Instead of showing them the dance, Davies talked to the group about her experiences making Sphinx nearly 50 years ago, and what that felt like (Davies was inhabiting her animal self in a very graceful solo, which you can see when the film is shown post-performance). Our attention is drawn to process, something often frustratingly hidden from an audience, who see just an iceberg’s tip of what goes into creating a dance and what a performer might be feeling inside their spine, their muscles, their organs, their imagination.

The evening’s most lucid piece is by Shannelle “Tali” Fergus, with a voiceover of her unedited thoughts, wondering how she can do this when as a choreographer “I make shapes and respond to sounds” but doesn’t know what shapes or sounds Davies used.

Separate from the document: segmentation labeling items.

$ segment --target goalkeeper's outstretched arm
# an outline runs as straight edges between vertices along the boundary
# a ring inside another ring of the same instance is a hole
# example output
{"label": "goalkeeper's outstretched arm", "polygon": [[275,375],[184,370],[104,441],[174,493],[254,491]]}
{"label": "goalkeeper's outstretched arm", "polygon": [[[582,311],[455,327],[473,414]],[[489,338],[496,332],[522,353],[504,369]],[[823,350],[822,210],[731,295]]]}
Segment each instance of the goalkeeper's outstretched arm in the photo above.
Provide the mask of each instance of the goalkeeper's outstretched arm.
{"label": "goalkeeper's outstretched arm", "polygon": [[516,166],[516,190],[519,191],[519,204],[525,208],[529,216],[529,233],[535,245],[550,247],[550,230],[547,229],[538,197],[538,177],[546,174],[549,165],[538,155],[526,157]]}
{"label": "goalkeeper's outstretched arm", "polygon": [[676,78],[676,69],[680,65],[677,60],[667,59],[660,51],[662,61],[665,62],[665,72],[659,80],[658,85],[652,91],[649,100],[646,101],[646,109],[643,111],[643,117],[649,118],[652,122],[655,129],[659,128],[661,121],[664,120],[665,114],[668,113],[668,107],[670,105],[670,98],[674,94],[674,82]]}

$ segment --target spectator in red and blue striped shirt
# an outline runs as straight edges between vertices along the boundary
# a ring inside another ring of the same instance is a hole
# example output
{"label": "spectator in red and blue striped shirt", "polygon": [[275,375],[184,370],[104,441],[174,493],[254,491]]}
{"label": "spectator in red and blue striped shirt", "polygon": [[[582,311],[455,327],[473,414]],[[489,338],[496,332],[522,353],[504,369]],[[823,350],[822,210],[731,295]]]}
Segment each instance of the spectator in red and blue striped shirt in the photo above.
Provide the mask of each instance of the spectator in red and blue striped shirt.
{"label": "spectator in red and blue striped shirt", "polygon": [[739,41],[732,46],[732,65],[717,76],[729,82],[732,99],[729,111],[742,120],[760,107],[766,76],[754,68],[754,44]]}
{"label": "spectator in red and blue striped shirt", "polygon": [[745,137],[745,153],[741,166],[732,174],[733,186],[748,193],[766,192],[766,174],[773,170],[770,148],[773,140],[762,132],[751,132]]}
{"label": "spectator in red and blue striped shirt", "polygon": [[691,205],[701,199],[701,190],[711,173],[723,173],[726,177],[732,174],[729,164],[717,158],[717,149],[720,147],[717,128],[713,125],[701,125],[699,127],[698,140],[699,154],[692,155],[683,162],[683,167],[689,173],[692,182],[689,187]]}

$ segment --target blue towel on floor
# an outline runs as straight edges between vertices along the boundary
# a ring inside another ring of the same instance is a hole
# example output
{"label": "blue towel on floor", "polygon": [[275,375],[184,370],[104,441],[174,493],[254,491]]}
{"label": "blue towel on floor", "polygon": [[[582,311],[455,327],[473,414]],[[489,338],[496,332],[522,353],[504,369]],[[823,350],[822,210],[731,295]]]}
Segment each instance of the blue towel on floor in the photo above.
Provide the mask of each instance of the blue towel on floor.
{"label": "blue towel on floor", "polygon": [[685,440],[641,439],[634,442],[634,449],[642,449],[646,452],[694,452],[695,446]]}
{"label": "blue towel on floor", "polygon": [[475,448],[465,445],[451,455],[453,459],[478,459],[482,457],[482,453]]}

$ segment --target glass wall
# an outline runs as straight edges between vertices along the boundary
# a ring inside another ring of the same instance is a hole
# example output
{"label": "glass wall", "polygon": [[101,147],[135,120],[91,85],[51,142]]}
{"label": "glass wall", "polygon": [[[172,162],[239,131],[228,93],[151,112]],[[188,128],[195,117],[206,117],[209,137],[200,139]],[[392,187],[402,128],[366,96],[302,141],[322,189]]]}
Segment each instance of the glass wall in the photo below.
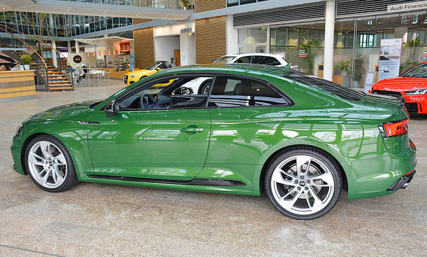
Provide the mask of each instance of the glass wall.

Infinite possibilities are more curse than blessing.

Elsewhere, Dan Daw and Temitope Ajose riff on a list of words compiled from their chats with Davies, “walking becoming dancing” or “syncing in/syncing out”, which become a pleasingly simple, unshowy duet. On film, Andrea Buckley dances in a field while a horse nibbles the grass around her. And British-Palestinian street dancer Sasha Mahfouz Shadid, a compelling mover, plays the oud, making a descending tremolo sound like a falling bomb, covering his head for protection on impact.

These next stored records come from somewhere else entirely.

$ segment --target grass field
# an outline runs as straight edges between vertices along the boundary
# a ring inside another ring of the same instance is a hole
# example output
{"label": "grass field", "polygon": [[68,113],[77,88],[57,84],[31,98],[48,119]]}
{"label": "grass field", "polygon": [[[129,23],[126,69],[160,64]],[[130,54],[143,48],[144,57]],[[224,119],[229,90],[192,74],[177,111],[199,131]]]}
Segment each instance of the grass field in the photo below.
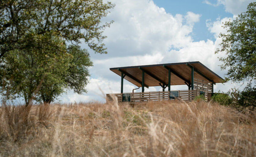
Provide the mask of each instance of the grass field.
{"label": "grass field", "polygon": [[0,156],[255,156],[256,115],[203,101],[0,109]]}

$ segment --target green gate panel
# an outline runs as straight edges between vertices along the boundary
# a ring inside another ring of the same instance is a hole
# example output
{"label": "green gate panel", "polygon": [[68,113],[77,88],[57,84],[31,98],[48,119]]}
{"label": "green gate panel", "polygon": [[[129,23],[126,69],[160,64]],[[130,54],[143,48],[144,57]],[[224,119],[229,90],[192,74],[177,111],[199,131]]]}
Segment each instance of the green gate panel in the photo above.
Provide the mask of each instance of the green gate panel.
{"label": "green gate panel", "polygon": [[123,94],[122,102],[130,102],[131,101],[131,94],[130,93]]}
{"label": "green gate panel", "polygon": [[205,93],[203,91],[200,91],[199,92],[200,92],[199,93],[200,93],[200,95],[203,95],[203,96],[205,96]]}
{"label": "green gate panel", "polygon": [[170,91],[170,99],[174,100],[175,97],[179,97],[179,92],[178,91]]}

They are all distinctive personal responses, each made in five days. As Fergus’s voice tells us, it’s a way of thinking about how to archive dance, what we preserve from it. She muses on all the lost dances she has made herself, possibly hundreds of choreographies for classes she teaches each week. We hear her discuss her choices for this dance, as her body shifts in line with her thoughts. Maybe she will end by just putting on some music and letting herself go. That would leave us on a high – as an audience member, I want that. She decides against it, and I find I have become emotionally involved in the process too. It’s a thoughtful, rewarding evening.